In previous chapters we saw how the input source was lexed, parsed and semantically analysed and we looked at how the symbols and data types are represented. But we haven't looked at what happens once the semantic analysis finishes. In this installment we're going to talk about the AST.
Abstract Syntax Tree
Fortran has two kinds of statements: non-executable and executable. The former declare properties about entities of the program and we saw in the previous chapter that these entities or symbols are represented in a symbol table. There is usually not much more to do beyond registering and remembering the attributes implied by a non-executable statement.
Executable statements, on the other hand, describe the computation that our Fortran program has to do. So we need a mechanism to represent that computation. At some point we will use this representation to generate a program that does exactly the intended computation by the Fortran source. A common way to represent this is using an AST, or abstract syntax tree.
ASTs are called abstract because they do not represent all the lexical and syntactical details of the source. Instead, they represent the fundamental parts of the language that are going to be relevant for the computation. The flang AST does exactly that.
Lets consider this very simple function below
In the last chapter we talked about the symbol table but we didn't consider any specific example neither we attempted to dump any of the symbol tables. Now it is a good opportunity to do this.

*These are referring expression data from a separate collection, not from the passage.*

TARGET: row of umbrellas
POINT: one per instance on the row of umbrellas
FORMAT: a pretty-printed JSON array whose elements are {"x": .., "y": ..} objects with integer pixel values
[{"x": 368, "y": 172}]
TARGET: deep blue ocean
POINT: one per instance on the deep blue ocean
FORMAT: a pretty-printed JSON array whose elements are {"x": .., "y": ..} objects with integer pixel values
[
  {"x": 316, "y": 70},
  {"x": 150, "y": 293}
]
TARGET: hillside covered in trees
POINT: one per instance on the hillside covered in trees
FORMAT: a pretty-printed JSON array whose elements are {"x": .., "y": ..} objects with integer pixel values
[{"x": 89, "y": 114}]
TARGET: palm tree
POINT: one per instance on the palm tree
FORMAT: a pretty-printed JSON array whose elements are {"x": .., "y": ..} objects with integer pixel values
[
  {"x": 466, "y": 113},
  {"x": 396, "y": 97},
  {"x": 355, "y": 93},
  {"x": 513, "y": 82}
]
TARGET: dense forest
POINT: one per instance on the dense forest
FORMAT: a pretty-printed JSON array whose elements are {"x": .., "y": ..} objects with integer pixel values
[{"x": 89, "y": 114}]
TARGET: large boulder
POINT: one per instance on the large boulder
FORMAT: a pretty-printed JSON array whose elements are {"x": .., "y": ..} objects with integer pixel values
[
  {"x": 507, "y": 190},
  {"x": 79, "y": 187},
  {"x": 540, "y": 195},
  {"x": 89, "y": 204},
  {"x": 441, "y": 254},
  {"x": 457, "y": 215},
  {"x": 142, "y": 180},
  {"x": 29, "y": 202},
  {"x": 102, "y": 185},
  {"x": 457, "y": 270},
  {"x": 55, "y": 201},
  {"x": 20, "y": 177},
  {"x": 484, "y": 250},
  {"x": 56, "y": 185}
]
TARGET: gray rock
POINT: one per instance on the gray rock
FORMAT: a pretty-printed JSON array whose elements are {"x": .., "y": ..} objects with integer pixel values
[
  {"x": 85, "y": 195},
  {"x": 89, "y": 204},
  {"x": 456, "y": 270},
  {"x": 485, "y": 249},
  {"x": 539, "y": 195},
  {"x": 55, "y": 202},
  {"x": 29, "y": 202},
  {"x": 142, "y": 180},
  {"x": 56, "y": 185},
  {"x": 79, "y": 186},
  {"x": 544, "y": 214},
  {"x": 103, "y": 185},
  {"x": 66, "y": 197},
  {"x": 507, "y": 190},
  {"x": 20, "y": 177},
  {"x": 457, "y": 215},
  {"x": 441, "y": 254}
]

The flang driver allows us to pass debug flags to flang1 using -Hq,x,y (and to flang2 using -Mq,x,y). The numbers x and y are documented in the flang documentation (file coding.html). We can dump the symbol table doing -Hq,5,1
When we request debug information, flang will create a file named <name>.qbf for every given <name>.f90 compiled. In our case test.qdbf.
The dump of the table is not super easy to read but basically we see four entries. Each entry starts with the name of the symbol and the kind of symbol. The next lines are several attributes of the symbol. The set of attributes dumped changes for each kind of symbol.
In our example we only have two kinds of symbols: a first add which is an entry (which is the way flang names a FUNCTION) then a, b and another add. The second add is there because it represents the result-name of the FUNCTION (had we used RESULT(myname) in the FUNCTION statement we would not have had repeated symbol names). In general repeated names are not a problem (sometimes it happens in Fortran) but it in this case, note that the scope of the variables is 624 which is the id of the symbol. The id of symbols that entail scopes like FUNCTION, SUBROUTINE, MODULE is used to define a scoping relationship. Also note that the variables are marked to have a storage-class of SC_DUMMY. In Fortran parlance a dummy-argument is a formal parameter.
Ok, now we have seen what flang knows (or at least shows in the dumps) about the symbols. Let's see the AST it generates. We can get the AST using -Hq,4,256. It is possible to combine several -Hq flags so we can see at the same time several internal dumps.
For reasons I have not looked into them yet, the AST contains references to a couple of preregistered symbols .sqrt and .dsqrt (they look like to related to the corresponding Fortran intrinsics) and a couple of constants 0 and 1. Why no other preregistered symbols or constants appear is a bit puzzling to me. That said, the interesting bits of this dump are the following
An AST is made of nodes. A node represents some computation. Sometimes the computation is almost no computation, like just a constant or a reference to a variable. Some other times the computation is compound of other computations. This is, other nodes. Recall that in line 4 our Fortran program is doing
It is possible to relate that statement to the AST dump above. Let's see, that statement is in Fortran parlance an assignment statement. Flang represents it using a node for assignments.
assign is the kind of the node, in this case this node represents an assignment. The type of the operation is integer. aptr means the id of this node (remember that these id, even if just numbers, are unrelated to the id's used for symbols or data types and the precise id number could be the same). Now we have the operands of this node, which are other computations, i.e. other AST nodes. In this case the destination (dest) is encoded in the node 15 and the source (src) in the node 14. What are the destination and the source of an assignment? They are the left and right-hand side of the assignment, respectively.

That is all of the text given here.